# fancy guppies & red wag bothering sunset platies



## Maxfrm (Jun 28, 2007)

I have 3 sunset platies being bothered constantly buy 6 red wag's platies & 8 fancy guppies.  I put the sunset's in a breeder net & everything seem to calm down for a week. I just got done with the weekly water change & there back at it again. I do not want the sunset's to get stressed. what should I do I have them in a 90 gallon tank???  thank you for any information given


----------



## Zoe (Feb 26, 2006)

The red wag platies sound like males, and the 3 sunsets are probably females.

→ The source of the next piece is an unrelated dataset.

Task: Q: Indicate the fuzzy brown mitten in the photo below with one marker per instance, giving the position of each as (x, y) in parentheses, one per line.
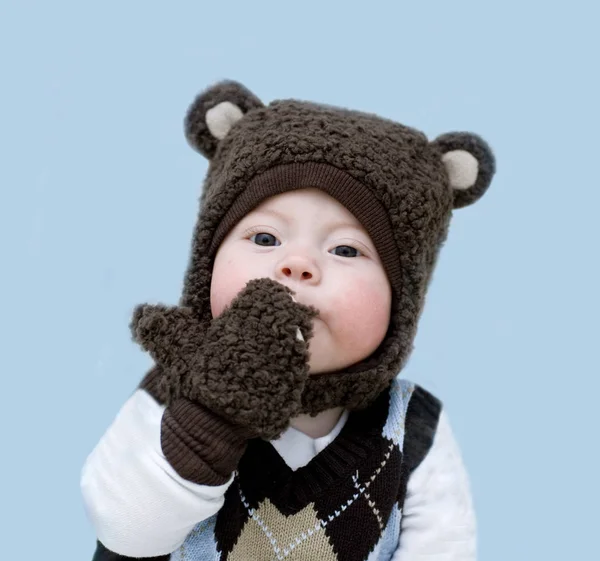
(240, 377)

Male livebearers are notoriously oversexed and will pester females.
Either swap the males for females, or get more females. If you have a 1 male for 2 female ratio, it spreads out the love, and the females don't get pestered too much.


----------



## Maxfrm (Jun 28, 2007)

Ok thatnk you for the info but why would the guppies bother the sunsets?


----------



## Zoe (Feb 26, 2006)

If they're males, it's quite possible that they're looking for a little inter-species action.


----------



## Christine (Nov 4, 2005)

I have a male guppy that chases my female bettas around trying to "hit" them. They definitely arent picky!


----------



## Maxfrm (Jun 28, 2007)

I went to the local fish store & picked up 6 new female guppies & 4 female platies. hope this works


----------



## mousey (Jan 18, 2005)

Be prepared for the tons of new fry you are going to get!!


----------